Hening sejenak. Ketika Jared kembali biara, suaranya mengandung sedikit sindiran. "Bagaimana kabar kakakmu belakangan ini?" tanyanya. Tampaknya Jared menikmati pertanyaan itu. Menggoda pengunjung membuatnya santai. Ia duduk dan menyandarkan tubuh pada dinding. Setengah tubuhnya berada di depan penjaraku. Sikapnya santai, tapi senapannya masih siaga.
Leherku sakit, seakan memahami bahwa sepasang tangan yang pernah mencekik dan membuatku memar itu berada sangat dekat.
"Kyle masih marah soal hidungnya," ujar Ian. "Well, ini bukan pertama kali hidungnya patah. Kubilang kepadanya kau menyesal."
"Aku tidak menyesal."
"Aku tahu. Tak seorang pun menyesal setelah memukul Kyle."
Mereka tertawa pelan bersama-sama. Rasa setia kawan dalam kegembiraan mereka tampak sangat tidak pada tempatnya, karena Jared memegang santai senapan itu dengan moncong terarah kepada Ian. Tapi agaknya ikatan-ikatan yang terbentuk di tempat genting ini sangat kuat. Lebih kental daripada darah.
Ian duduk di kasur di sebelah Jared. Aku bisa melihat profilnya dalam bentuk siluet hitam dilatari lampu biru. Kuamati bahwa hidungnya sempurna--mancung, sedikit bengkok, jenis hidung yang kulihat dalam gambar patung-patung terkenal. Apakah itu berarti orang lain menganggap Ian lebih baik dibandingkan kakaknya yang hidungnya sering patah? Atau apakah ia lebih jago mengelak?
"Jadi, kau mau apa, Ian? Kurasa bukan sekarad mendapatkan permintaan maaf untuk Kyle."
"Jeb belum cerita?"
"Aku tidak tahu kau bicara apa."
"Parasit-parasit itu sudah menghentikan pencarian. Bahkan para pencari."
Jared tidak berkomentar, tapi kurasakan ketegangan mendadak dalam udara di sekitar tubuhnya.
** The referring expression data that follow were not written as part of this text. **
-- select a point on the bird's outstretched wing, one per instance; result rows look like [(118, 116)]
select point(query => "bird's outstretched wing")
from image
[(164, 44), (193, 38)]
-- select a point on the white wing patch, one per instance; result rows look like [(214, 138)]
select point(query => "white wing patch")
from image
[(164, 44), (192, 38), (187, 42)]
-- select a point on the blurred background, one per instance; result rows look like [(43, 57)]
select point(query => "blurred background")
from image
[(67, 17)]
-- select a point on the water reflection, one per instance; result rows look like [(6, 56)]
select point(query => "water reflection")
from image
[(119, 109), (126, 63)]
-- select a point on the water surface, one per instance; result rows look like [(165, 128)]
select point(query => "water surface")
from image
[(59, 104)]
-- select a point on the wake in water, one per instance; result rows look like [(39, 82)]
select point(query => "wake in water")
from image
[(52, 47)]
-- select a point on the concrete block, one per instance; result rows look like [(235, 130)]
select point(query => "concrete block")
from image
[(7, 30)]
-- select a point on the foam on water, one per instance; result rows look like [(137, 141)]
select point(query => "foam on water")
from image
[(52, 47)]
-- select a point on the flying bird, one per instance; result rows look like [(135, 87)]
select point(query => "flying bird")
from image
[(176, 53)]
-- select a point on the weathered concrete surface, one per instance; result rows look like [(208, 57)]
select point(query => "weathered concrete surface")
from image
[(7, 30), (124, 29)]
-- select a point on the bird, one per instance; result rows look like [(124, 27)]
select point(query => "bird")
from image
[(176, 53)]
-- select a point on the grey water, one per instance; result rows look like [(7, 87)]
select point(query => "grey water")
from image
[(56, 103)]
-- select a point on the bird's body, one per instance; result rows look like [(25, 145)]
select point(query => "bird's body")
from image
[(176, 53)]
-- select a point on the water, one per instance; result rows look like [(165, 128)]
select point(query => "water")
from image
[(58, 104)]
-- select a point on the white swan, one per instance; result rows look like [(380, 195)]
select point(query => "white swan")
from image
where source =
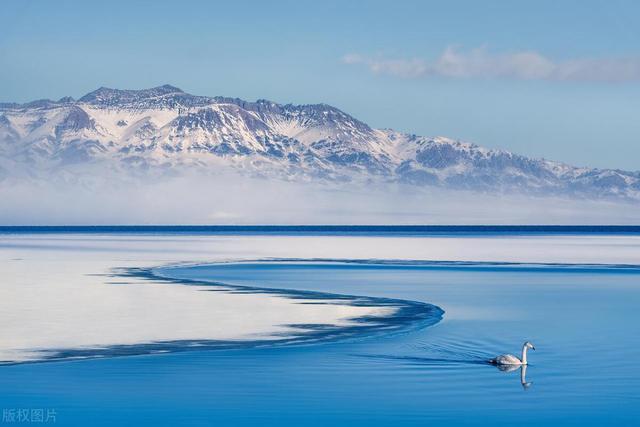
[(510, 359)]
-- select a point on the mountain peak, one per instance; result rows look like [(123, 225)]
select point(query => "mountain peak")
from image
[(108, 96)]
"Kami mengamati dengan cermat, menunggu perubahan, tapi tampaknya mereka tidak telalu bersemangat. Pencarian itu tak pernah melenceng jauh dari area tempat kami meninggalkan mobil dan beberapa hari belakangan jelas mencari mayat, bukan mahluk yang bernyawa. Dua malam yang lalu kami beruntung--regu pencari meninggalkan sampah di tempat terbuka, dan kawanan coyote menyerbu perkemahan utama mereka. Salah satu Pencari kembali saat larut malam. Dia mengejutkan hewan-hewan itu, yang kemudian menyerang dan menyeretnya sejauh kira-kira seratus meter ke padang gurun, sebelum rekan-rekannya mendengar teriakannya dan datang menolong. Tentu saja Pencari-Pencari itu bersenjata. Dengan mudah mereka mengusir coyote-coyote itu, dan si korban tidak terluka parah. Tapi kejadian itu tampaknya menjawab semua pertanyaan mereka mengenai apa yang mungkin terjadi dengan tamu kita ini. "
Aku bertanya-tanya bagaimana mereka bisa memata-matai para Pencari yang mencariku--dan tahu sangat banyak. Ganjilnya aku merasa terancam oleh gagasan itu. Aku tidak menyukai gambaran itu di dalam kepalaku: manusia-manusia yang tak terlihat, mengamati jiwa-jiwa yang mereka benci. Pikiran itu membuat bulu kudukku meremang.
"Jadi mereka berkemas-kemas, lalu pergi. Para Pencari menghentikan pencarian. Semua sukarelawan pulang. Tak ada lagi yang mencarinya." Profil Ian berpaling ke arahku. AKu meringkuk, berharap keadaan sangat gelap sehingga aku tidak terlihat di sini dan seperti wajahnya, aku akan tampak seperti bayangan hitam saja.
"Kurasa secara resmi dia telah dinyatakan mati, jika parasit-parasit itu mencatat hal-hal semacam itu, seperti yang biasa kita lakukan. Jeb mengatakan, "Kubilang juga apa" kepada siapa saja yang masih sanggup bertahan cukup lama untuk mengdengarnya."
Jared menggumamkan sesuatu yang tak bisa kupahami. AKu hanya bisa mendengar nama Jeb. Ia menghela napas panjang, menghembuskannya, lalu berkata, "Baiklah kalau begitu. Kurasa inilah akhirnya."
"Kelihatannya memang begitu." Sejenak Ian bimbang, lalu mengimbuhkan, "Kecuali... well, mungkin ini tak ada artinya."
Jared kembali tegang: ia tidak suka jika kecerdasannya diralat. "Teruskan."
"Tak seorang pun, kecuali Kyle, yang banyak memikirkannya. Dan kau tahu sendiri bagaimana Kyle."
Jared bergumam mengiyakan.
"Kau punya naluri terbaik untuk hal semacam ini. Aku menginginkan pendapatmu. Itulah sebabnya aku di sini, bertaruh nyawa menyusup ke area terlarang," ujar Ian masam, lalu suaranya kembali serius. "Kau tahu, ada satu... Pencari, tak diragukan lagi, yang membawa Glock."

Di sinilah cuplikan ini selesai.